Objective: To explore the effect of ACS on NBS for CAH in preterm newborns < 34 weeks.

Design/Methods: A retrospective chart review of preterm neonates < 34 weeks gestational age (GA) born between October 1, 2020 and February 28, 2025 was performed. Data extracted from EHR included demographics (age, ethnicity), maternal ACS, GA, mode of delivery, gender, birth weight (BW), NBS, 17OHP levels, number of NBS, days of life needed to exclude CAH. Neonates were grouped according to GA ( < 28 weeks, 28- < 32 weeks, 32- < 34 weeks) and compared. Data were analyzed using R software, using linear mixed-effects model, a p value < 0.05 was considered significant.

Results: Of 231 neonates, most were in GA 32- < 34 weeks (n=113, 49%), fewer in GA 28- < 32 weeks (n=84, 36%) and the least in GA < 28 weeks (n=34, 15%). Overall, there was equal number of females (n=117, 51%) as males; half were Asian (n=116, 50%) followed by Hispanic (n=89, 39%) in ethnicity; almost a quarter (n=50, 22%) was twin gestation and three quarters (n=174, 75%) delivered by cesarean section. About a quarter (n=9, 27%) NBS performed at 24 hours of life screened positive for CAH in GA < 28 weeks, in a fifth (n=16, 19%) in GA 28- < 32 weeks and the least (n=12, 11%) in GA 32- < 34 weeks, p=0.274. There was no significant difference in the mean total ACS dose (2.00, SD=1.16 vs 2.10, SD=1.02; p=0.572), dexamethasone dose (p=0.766), or betamethasone dose (p=0.397) between the positive and negative groups.
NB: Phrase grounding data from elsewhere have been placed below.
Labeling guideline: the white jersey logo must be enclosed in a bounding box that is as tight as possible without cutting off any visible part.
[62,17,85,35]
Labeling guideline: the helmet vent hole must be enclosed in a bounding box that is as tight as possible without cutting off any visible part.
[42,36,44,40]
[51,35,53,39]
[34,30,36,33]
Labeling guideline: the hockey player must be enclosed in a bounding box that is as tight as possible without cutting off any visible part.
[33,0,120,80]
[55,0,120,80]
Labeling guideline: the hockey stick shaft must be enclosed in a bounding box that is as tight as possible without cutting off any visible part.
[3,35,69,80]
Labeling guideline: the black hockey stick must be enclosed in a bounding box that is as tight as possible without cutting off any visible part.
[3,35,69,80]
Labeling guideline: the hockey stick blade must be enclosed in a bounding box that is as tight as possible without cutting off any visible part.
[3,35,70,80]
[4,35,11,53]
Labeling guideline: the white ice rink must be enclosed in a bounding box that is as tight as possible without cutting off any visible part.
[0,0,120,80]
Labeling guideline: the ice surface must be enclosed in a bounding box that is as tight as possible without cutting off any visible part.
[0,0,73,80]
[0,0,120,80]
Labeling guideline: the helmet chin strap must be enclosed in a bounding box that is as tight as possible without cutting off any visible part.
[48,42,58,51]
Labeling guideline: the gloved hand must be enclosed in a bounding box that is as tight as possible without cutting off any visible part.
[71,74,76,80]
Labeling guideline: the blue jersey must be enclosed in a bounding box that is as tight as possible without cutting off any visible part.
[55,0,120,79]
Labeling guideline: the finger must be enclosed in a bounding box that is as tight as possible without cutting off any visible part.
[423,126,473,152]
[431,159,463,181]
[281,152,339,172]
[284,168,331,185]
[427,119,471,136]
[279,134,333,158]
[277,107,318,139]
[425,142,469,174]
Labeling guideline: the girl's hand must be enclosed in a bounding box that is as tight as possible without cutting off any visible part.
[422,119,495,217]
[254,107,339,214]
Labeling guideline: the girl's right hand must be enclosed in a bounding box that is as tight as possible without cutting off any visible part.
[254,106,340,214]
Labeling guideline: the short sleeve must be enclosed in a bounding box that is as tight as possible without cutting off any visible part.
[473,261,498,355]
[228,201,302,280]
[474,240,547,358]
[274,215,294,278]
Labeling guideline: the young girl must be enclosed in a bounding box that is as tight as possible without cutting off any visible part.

Mean (SD) GA was lower (29.3[2.8]) in those with elevated 17OHP compared to those with normal 17OHP (31.0[2.3]), p< 0.001. Mean (SD) GA was lower at first ACS dose (28.1[3.2] vs 29.6[3.2], p=0.01], and at last ACS dose (28.9[3.0] vs 30.4[2.6], p=0.002) in those with elevated 17OHP. The mixed-effects model showed that 17OHP levels decline with increasing age (p=0.001) and across subsequent draws (p=0.02). The total ACS dose, ethnicity, BW, and GA at birth were not significantly associated with the rate of 17OHP change.

Conclusion(s): Elevated 17OHP as screen positive on NBS was associated with lower GA and not associated with total dose of ACS received or time of last dose of ACS. Level of 17OHP declined with increasing age in those without CAH.